It’s already been mentioned that “Queryable Encryption was designed by MongoDB’s Advanced Cryptography Research Group, headed by Seny Kamara and Tarik Moataz" - are you calling bullshit on their work? What are your qualifications?
So long as whatever system they designed has not been published and reviewed by independent experts, then yes. I don't have to be an expert in this space to recognize what the norms are for making new production ready cryptosystems are, and that this doesn't remotely meet them.
Designing secure cryptosystems is hard. Experts fail at it all the time. The lack of technical details is a major red flag.
Not to mention the distinct possibility that even if this group made a secure system, the mongodb marketing dept may very well be misrepresenting its security/limitations.
> Closed, source-available, software vendors are the anti-thesis of that. They want others to participate and contribute,
Whatever makes you claim they want others to contribute? They have a large engineering team, it probably wastes more of their time to review external “contributions” than add value.
> if I could modify the source code … But I can’t … legal.
You absolutely can. Where did you get the idea that you cannot?
> Whatever makes you claim they want others to contribute?

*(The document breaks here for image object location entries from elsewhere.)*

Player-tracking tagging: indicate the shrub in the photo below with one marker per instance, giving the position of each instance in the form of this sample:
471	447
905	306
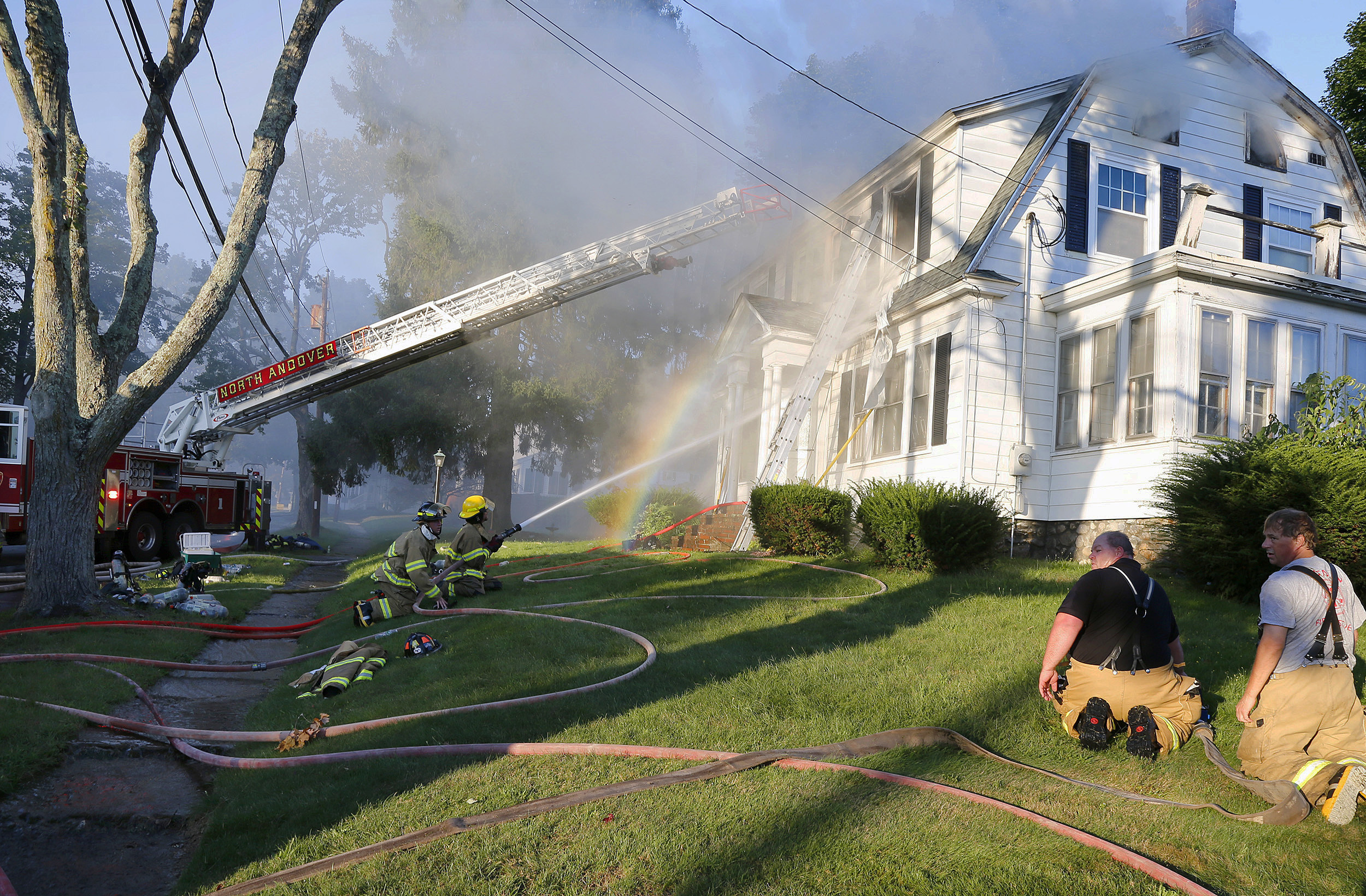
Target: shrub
801	518
1219	498
928	525
611	509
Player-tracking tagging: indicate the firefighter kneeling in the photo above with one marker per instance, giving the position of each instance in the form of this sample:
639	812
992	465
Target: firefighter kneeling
470	551
406	573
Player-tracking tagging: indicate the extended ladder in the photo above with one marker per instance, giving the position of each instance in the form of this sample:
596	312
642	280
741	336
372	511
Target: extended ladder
207	422
809	381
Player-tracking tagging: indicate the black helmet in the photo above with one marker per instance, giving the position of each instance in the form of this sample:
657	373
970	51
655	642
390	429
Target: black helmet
420	644
431	511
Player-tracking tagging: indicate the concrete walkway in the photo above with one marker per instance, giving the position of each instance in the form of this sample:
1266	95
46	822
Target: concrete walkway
118	817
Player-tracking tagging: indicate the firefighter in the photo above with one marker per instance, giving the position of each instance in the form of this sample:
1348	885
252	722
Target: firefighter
406	573
470	551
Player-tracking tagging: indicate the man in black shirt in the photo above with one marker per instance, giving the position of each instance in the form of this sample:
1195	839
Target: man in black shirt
1127	659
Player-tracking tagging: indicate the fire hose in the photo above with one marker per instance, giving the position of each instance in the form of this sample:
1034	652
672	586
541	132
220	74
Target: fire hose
1290	804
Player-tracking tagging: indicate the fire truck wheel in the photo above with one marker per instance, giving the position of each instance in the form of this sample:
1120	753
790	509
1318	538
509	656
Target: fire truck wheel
145	536
179	523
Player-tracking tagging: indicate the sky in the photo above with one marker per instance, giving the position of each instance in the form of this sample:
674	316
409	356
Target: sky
246	39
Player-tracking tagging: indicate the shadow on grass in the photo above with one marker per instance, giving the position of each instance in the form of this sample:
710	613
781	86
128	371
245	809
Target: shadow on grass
320	798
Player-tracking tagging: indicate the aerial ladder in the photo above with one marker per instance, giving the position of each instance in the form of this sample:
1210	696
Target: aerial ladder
827	345
203	427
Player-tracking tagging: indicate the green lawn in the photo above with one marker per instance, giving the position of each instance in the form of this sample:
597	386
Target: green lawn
959	652
34	739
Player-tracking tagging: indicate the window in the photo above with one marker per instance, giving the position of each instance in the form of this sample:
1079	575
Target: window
1264	146
887	418
1286	247
1212	399
1304	364
1141	364
903	219
922	381
1069	390
1104	343
1260	391
1121	212
1357	362
9	435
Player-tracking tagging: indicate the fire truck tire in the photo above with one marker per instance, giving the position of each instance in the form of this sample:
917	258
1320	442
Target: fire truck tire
145	536
179	523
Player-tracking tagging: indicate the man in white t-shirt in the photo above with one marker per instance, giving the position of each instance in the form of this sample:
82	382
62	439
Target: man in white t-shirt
1304	720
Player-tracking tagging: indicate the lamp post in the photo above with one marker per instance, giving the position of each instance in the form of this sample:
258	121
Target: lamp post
440	461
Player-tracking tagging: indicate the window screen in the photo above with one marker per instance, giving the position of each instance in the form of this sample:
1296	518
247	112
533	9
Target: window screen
1215	362
1258	390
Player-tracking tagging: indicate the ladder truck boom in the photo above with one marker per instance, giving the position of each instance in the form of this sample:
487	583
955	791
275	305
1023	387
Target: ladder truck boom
203	427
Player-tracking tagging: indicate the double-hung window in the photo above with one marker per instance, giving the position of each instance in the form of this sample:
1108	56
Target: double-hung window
1304	364
1215	364
1069	390
1121	212
1287	247
1104	345
1260	390
922	386
1141	364
887	418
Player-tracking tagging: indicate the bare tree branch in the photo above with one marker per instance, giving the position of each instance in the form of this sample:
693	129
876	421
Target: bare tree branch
141	388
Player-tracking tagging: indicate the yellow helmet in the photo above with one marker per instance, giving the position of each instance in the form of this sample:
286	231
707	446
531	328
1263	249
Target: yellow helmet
474	504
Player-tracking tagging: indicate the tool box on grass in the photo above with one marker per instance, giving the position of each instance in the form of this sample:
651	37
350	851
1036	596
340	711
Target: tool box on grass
197	548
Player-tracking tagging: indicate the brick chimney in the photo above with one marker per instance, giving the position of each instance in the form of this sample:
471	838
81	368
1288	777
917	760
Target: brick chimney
1204	17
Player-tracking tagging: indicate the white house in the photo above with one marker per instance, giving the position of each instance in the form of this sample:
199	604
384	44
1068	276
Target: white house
1204	212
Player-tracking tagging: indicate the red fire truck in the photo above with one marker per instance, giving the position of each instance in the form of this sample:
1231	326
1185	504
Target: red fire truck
148	498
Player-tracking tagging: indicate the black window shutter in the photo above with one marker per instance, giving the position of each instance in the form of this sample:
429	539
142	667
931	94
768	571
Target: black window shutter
1078	193
939	414
925	215
1252	230
1171	205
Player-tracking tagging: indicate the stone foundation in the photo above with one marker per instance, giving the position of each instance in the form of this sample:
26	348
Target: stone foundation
1071	539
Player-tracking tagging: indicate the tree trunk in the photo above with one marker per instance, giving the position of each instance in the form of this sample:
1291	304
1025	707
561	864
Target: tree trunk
498	457
309	493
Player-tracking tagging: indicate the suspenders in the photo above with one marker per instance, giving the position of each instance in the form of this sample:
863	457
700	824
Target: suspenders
1316	651
1140	612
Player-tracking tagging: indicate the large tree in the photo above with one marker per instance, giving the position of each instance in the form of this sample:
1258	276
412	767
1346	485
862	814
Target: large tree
83	405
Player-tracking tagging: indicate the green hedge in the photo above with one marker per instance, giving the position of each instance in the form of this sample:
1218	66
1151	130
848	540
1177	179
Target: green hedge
801	518
929	525
1217	500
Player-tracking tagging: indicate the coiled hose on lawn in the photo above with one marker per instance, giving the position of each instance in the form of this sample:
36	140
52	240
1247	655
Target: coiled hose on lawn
1290	805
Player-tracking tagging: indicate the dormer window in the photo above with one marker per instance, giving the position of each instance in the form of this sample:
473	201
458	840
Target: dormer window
1121	212
1264	146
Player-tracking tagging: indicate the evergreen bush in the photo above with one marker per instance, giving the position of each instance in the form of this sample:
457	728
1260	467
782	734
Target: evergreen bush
931	526
1219	498
801	518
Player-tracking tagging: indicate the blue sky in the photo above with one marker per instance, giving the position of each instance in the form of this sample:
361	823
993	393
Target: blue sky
246	40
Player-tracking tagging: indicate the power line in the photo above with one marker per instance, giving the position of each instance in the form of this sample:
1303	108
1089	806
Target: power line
850	100
155	81
518	4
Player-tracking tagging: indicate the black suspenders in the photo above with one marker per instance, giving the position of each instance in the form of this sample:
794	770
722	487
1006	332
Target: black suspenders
1316	651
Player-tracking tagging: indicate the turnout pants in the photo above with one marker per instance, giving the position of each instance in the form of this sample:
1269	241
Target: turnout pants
1162	690
1306	727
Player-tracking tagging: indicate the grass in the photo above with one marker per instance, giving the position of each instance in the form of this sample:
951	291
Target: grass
959	652
34	739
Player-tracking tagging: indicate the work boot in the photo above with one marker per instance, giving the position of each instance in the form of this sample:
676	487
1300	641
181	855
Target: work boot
1340	805
1093	727
1143	734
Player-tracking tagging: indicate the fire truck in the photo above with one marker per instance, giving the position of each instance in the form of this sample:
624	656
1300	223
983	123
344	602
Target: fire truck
154	495
148	498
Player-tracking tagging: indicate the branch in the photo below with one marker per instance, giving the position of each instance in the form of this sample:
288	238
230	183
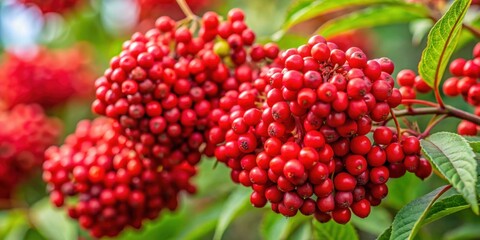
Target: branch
448	110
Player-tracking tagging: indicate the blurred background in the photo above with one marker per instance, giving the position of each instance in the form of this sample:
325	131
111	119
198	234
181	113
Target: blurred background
50	55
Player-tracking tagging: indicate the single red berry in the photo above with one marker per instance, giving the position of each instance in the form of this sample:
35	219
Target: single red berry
341	215
361	208
344	182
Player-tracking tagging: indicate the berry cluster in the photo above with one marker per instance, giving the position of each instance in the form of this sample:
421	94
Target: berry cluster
466	82
25	133
115	186
411	83
49	78
158	95
53	6
300	141
163	97
151	9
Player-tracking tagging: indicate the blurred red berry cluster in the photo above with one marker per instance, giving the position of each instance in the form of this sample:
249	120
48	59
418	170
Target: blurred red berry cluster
50	78
156	8
28	85
53	6
25	134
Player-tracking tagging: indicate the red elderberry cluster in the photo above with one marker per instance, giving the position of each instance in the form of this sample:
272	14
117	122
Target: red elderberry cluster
466	82
53	6
163	97
114	186
25	133
154	8
50	78
300	142
411	83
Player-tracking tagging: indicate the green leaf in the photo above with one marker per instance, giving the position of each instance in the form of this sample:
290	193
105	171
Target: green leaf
474	143
386	234
200	225
441	43
439	209
444	207
467	231
304	10
453	157
332	230
466	36
420	29
407	188
372	17
378	220
408	220
237	202
52	222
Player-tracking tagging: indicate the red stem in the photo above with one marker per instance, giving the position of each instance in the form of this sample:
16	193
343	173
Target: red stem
431	126
419	101
397	125
185	9
448	110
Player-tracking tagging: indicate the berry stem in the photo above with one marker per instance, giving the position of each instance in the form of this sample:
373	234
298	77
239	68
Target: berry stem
448	110
473	30
431	125
438	97
419	101
397	125
185	9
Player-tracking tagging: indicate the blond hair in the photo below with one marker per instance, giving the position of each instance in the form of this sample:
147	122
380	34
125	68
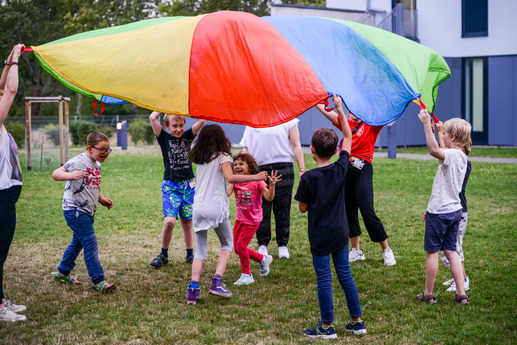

1. They started out, and achieved their success partly, by making an Open Source database. When you publish something under that moniker, into the Open Source community, it is generally assumed you want to collaborate. That's the default. Projects that want to publish Open Source software but don't want collaboration (e.g., SQLite, AOSP, etc.) make it clear and explicit that they do not take contributions. Because collaboration is the default.
2. They set up contribution guidelines[1]. Their words: "MongoDB welcomes community contributions!".
3. They set up their own trackers and tools to classify issues/tickets for external contributions. Their words, again from [1]: "tickets of an appropriate complexity for new engineers are marked with a “neweng” label."
4. They evangelise Open Source contributions. Even when they demand copyright assignment to accept any contribution.
To distribute a modified version of MongoDB to a client, without breaking the conditions of the SSPL, I shall have to license my changes under the SSPL itself, and distribute a copy of the SSPL with it. I cannot legally convey a copy of the license text, even if MongoDB Inc. permits me to "copy and distribute verbatim copies" of the license document, when I know that they may not even have the copyrights to do so, and that the legal copyright holder of said document does not allow changes to it.
You are right that most big FOSS projects don't want your contributions, another ugly fact behind the open source myth. And why would they? How could you control code quality if you let randos write your stuff? You can't. No reasonable organization that is trying to make money from software would rely on people outside that organization to write or fix it.
> How could you control code quality if you let randos write your stuff? You can't.
Huh? You use the pull request mechanism on Github. That's what it's there for. If people want to contribute, the PR needs to be up to standards. Just to pick one example, Elastic uses this method for ElasticSearch. [1] ES gets PRs from hundreds of unique contributors each year.
Pull requests don't mean the code gets integrated. It's just someone sharing a suggestion. Unless that suggestion happens to be on the project's to-do list or it fixes an open bug, I'd say it's unlikely to get merged.
Elasticsearch's top contributors (the three I checked) seem to work for Elastic, which goes to what I'm saying. No profit-making business can have its workflow dictated by the public. Even if a pull request is accepted, the team has to go through all the same code review and testing processes as if the code had originated in-house, and that's not always feasible or on the timeline when the request comes in.
> Unless that suggestion happens to be on the project's to-do list or it fixes an open bug, I'd say it's unlikely to get merged.
There are lots of open source projects that contradict your assertion. Here are 3 projects that have been quite liberal about accepting PRs from outside.
* MySQL - MySQL AB was very open about accepting external patches. Oracle still does today.
* ClickHouse - Yandex team has the most commits, but accepts PRs from hundreds of outside contributors.
* Superset - Apache project that is supported by Preset. Again, pretty open to new PRs as far as I can tell.
Overall it's a question of how the community is governed. A lot of us view open source communities as sources of innovation. That being the case, why would you refuse a good PR? Somebody just solved a problem for you, maybe one you didn't even know existed.
Nope, just the same API, completely unrelated codebase.